E.g: You have a HA service, which is served by 10 servers. It’s important to have at least 3 servers

servers_avail < 3 => CRIT
servers_avail < 6 => WARN
servers_avail > 6 => OK

Of course, you can just monitor the service itself and the hosts separately. But I don’t want to get alarmed for a single server, and I want to get alarmed before all servers are already down.

All I can see, the only approach is based on multi-layer checks:

I’m missing something, which does not do this with another additional check. I’d like to see this inside of Icinga2 itself. So that if 5 servers go down, Icinga immediately sets the error condition and not after re-running some BPM checks.

I’ve seen the feature of Redundancy Groups, but as far as I understand, this covers only dependencies

There are already ServiceGroups and HostGroups which group single services/hosts.

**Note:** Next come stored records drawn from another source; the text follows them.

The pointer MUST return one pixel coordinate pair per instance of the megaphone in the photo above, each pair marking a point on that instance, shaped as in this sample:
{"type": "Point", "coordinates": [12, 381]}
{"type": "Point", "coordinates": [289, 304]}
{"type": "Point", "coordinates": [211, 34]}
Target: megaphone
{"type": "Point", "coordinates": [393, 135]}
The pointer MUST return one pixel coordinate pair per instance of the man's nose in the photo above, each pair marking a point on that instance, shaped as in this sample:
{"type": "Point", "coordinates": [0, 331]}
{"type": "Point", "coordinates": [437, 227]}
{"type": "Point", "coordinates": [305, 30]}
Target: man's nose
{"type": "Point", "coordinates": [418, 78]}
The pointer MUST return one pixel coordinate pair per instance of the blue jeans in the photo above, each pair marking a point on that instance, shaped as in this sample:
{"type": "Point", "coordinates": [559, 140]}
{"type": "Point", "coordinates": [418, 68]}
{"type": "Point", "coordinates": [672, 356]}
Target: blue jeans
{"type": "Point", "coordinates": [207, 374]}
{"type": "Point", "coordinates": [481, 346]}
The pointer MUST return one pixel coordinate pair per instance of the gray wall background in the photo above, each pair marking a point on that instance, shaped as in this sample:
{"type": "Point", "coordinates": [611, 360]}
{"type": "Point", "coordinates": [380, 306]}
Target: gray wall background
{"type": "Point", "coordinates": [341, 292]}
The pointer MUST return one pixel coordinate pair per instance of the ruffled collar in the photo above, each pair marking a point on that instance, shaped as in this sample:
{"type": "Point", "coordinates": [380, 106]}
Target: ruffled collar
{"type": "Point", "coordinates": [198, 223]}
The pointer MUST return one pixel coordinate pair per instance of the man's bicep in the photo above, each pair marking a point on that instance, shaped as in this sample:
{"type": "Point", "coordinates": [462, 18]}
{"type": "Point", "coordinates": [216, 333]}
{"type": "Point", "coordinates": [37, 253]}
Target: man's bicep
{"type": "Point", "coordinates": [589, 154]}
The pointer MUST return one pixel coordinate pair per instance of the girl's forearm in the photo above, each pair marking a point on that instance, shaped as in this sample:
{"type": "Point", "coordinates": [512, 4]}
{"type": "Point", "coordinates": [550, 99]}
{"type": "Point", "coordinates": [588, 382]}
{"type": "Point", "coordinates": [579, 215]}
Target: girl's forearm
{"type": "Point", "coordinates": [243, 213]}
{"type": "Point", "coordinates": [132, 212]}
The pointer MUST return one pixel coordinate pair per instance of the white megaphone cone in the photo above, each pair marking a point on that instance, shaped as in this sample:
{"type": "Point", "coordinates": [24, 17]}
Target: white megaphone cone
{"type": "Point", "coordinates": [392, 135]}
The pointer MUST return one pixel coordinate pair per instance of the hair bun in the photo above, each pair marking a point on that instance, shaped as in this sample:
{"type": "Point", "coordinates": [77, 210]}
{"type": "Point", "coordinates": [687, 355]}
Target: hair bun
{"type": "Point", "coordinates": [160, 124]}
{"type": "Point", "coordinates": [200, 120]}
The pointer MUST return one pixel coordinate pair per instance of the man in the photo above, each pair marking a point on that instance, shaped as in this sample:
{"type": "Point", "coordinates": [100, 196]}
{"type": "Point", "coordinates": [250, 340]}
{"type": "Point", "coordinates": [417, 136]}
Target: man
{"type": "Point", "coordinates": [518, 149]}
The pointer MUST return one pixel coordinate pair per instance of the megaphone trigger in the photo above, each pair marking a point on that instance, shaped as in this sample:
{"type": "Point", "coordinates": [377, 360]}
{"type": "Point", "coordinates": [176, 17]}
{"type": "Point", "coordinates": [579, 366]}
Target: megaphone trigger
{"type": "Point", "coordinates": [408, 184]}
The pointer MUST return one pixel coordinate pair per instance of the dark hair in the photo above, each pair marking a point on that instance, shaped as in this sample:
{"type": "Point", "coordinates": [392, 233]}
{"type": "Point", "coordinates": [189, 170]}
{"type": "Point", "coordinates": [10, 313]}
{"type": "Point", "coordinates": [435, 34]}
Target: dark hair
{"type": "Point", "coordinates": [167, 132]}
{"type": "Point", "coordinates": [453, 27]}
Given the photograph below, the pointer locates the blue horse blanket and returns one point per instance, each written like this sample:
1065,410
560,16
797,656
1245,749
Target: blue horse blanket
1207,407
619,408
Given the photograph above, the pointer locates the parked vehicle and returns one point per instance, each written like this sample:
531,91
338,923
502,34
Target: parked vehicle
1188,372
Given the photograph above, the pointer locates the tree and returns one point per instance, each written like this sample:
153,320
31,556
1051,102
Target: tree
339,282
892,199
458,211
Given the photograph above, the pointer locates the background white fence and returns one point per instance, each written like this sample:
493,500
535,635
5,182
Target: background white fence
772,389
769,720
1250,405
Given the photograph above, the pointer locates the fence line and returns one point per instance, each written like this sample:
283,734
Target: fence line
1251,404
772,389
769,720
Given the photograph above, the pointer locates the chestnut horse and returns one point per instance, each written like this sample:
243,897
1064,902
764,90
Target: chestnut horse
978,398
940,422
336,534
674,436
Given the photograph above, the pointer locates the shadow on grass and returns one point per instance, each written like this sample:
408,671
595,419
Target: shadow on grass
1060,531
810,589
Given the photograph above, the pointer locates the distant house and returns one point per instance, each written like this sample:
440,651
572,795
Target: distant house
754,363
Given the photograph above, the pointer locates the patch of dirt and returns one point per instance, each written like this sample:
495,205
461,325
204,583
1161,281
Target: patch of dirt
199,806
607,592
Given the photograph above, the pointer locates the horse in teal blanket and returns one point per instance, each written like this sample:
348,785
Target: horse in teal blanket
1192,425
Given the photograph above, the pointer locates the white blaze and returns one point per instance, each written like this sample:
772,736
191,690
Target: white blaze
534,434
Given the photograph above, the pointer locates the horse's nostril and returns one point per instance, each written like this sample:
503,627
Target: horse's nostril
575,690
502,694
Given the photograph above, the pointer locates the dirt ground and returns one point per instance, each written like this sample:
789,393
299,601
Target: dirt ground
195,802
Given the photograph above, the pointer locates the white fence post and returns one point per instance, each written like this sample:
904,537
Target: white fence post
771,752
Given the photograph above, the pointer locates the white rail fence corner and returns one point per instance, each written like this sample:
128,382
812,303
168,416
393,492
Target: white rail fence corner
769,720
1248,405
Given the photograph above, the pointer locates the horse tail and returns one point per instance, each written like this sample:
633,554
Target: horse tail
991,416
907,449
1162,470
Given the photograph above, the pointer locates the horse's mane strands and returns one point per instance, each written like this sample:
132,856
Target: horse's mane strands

Personally, I’ve never used such stuff, since they cannot get nested and do not have further functionality.

Apart from that, wouldn’t it be nice to have there some availability checks included? So that you could specify the minimal amount of members with state OK?

Something like:

object ServiceGroup "prod-http-api" {
  display_name = "HTTP Service API Production"
  assign where host.vars.environment == "prod" and service.check_command == "http-api"
  available_crit = 3
  available_warn = 5
  available_ok = 6

So that, the ServiceGroup will emit a warning, whenever there are too less Members in State OK.

Kind Regards,

Here you’ll find a suitable blog post and here a discussion about it.

Thank you. The article you’ve linked is indeed the same I’ve referenced already. But as mentioned, this is just another layer of services derived by others.

I wonder, whether there is a possibility to remove the layering especially to remove the delay between runs.

As far as I understand, the existing ServiceGroup objects could serve this need, but require an enhancement of icinga2 core.